A commit referencing this issue has landed:
Issue 4770 - Replace deprecated child-src CSP directive

comment:4 Changed 3 years ago by kzar

  • Description modified (diff)
  • Milestone set to Adblock-Plus-for-Chrome-Opera-next
  • Resolution set to fixed
  • Status changed from reviewing to closed

comment:5 Changed 3 years ago by kzar

  • Keywords externaldependency added
  • Milestone Adblock-Plus-1.13-for-Chrome-Opera deleted
  • Ready unset
  • Resolution fixed deleted
  • Status changed from closed to reopened

frame-src is not equivalent to child-src and current versions of Chrome do not yet support worker-src. We're going to revert this change for #4866, we can fix this when Chrome supports worker-src.

comment:6 Changed 3 years ago by kzar

  • Owner kzar deleted

comment:7 Changed 3 years ago by sebastian

I suppose this is issue is no longer relevant, if with #5027 we no longer inject CSP headers on Chrome >=58?

Last edited 3 years ago by sebastian (previous) (diff)

comment:8 Changed 3 years ago by kzar

Assuming Chrome < 58 all support the child-src directive and the new API in Chrome 58 really does allow us to block all WebSocket connections without resorting to Content Security Policies then I agree.

I think we should confirm that first before closing this issue, like I mentioned in the other issue I fear the WebSocket opened from the SharedWorker on my test page won't be blocked with the new API and so we'll need to keep the CSP code for the time being to avoid regressing there.

comment:9 Changed 3 years ago by sebastian

Now, I understand what you were talking about. It seems that SharedWorkers don't get associated with the context in which they got created. That kinda makes sense as SharedWorkers can be requested and shared by multiple documents. This limitation, however, isn't specific to WebSockets (what if somebody just uses XHR/fetch in the SharedWorker?). So I don't think we should keep performing this workaround, holding back #5027, only to bypass this limitation specifically for WebSockets.

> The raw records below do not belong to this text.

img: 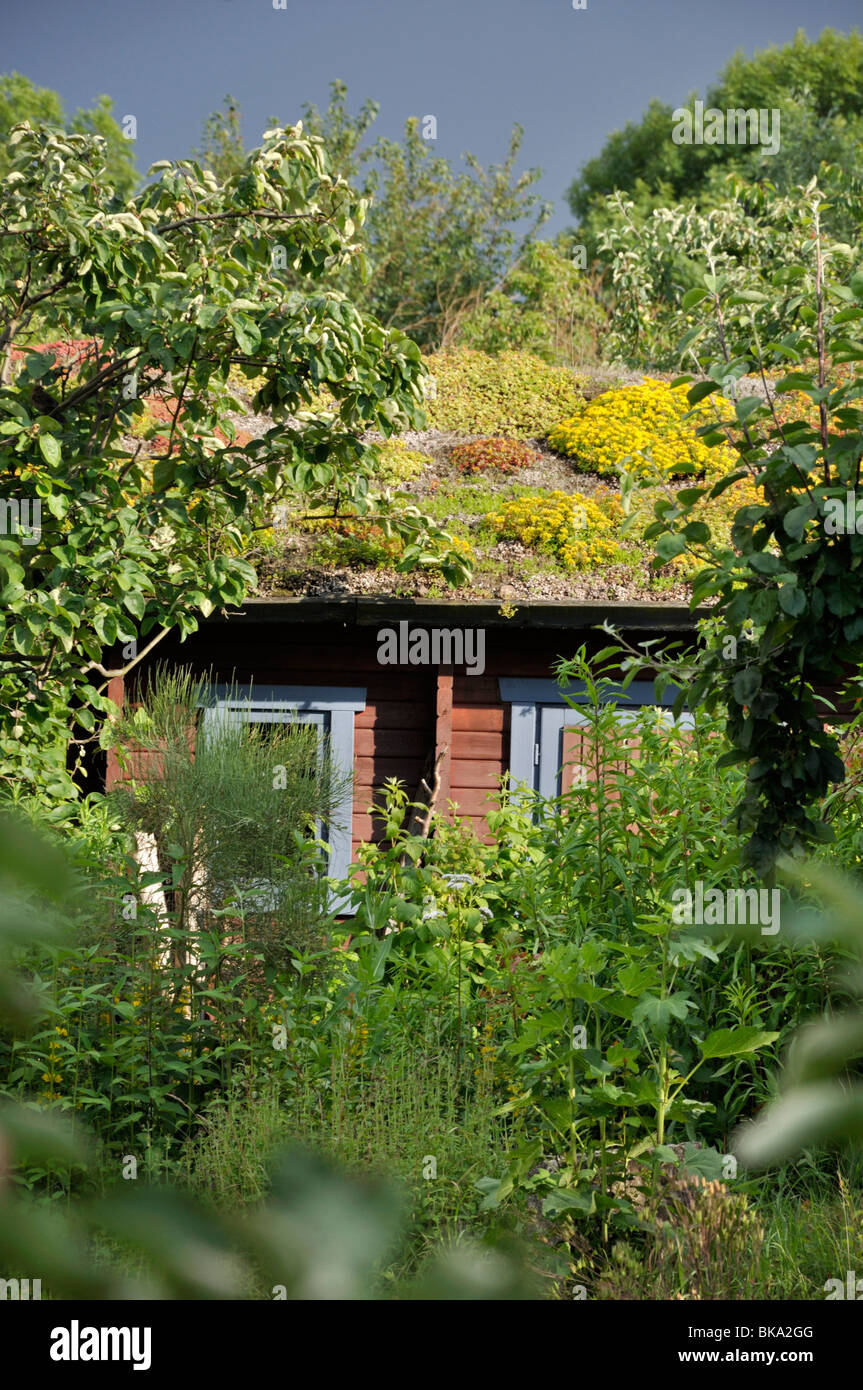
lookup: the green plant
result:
[0,125,464,798]
[425,348,582,439]
[633,182,863,874]
[375,439,434,488]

comment:10 Changed 3 years ago by kzar

Well you're right, but in practice this will mean a regression in practice. Filter list authors will no longer have a tool to stop these circumvention methods. I'd like to avoid that. Perhaps we need to consider a new filter type that explicitly injects these CSP directives, rather than shoehorning it into the $websocket type?

comment:11 Changed 3 years ago by sebastian

Yes, if this kind of filtering is important enough to keep supporting it, it should be separated from WebSocket blocking, adding a new generic filter option.

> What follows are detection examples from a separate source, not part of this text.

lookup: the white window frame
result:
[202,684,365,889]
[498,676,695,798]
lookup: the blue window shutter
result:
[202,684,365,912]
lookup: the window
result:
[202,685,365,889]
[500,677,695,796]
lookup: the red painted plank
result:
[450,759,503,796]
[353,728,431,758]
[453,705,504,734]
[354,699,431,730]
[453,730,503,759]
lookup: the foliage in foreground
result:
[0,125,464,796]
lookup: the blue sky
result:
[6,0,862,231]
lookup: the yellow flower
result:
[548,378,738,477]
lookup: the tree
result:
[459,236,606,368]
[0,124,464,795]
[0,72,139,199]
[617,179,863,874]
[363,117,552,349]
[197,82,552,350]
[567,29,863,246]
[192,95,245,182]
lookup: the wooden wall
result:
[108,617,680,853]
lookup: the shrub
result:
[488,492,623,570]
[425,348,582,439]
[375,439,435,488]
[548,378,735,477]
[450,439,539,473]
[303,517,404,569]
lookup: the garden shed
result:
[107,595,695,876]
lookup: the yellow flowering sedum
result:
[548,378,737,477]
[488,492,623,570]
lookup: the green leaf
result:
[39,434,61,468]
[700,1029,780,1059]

But perhaps we should first file a Chrome bug, and figure out whether the Chromium team would consider setting the tabId/frameId for SharedWorkers to correspond to the document that caused it to be created, even though there might be multiple documents using it. This would make such an option redundant, and also makes the webRequest API consistent with the CSP mechanism and developer tools.

Also, if necessary, filter list authors can still resort to element hiding. If element hiding shouldn't be powerful enough, however, this would be a much larger problem than requests in SharedWorkers, since websites that deploy such elaborate circumvention attempts, could as well bundle their ads with the actual content which renders request blocking useless anyway.

Last edited 3 years ago by sebastian (previous) (diff)

comment:12 Changed 3 years ago by sebastian

  • Resolution set to rejected
  • Status changed from reopened to closed

Closing this issue, as we established in #5027, to no longer inject this CSP (using deprecated features) on Chrome >=58, but to rely on the webRequest API instead. Eventually, we will get rid of this code altogether (or reimplement it in a different way).

comment:13 Changed 7 months ago by Sunny999

spam

Last edited 5 weeks ago by kzar (previous) (diff)

comment:14 Changed 8 weeks ago by rockson

spam

Last edited 5 weeks ago by kzar (previous) (diff)
Note: See TracTickets for help on using tickets.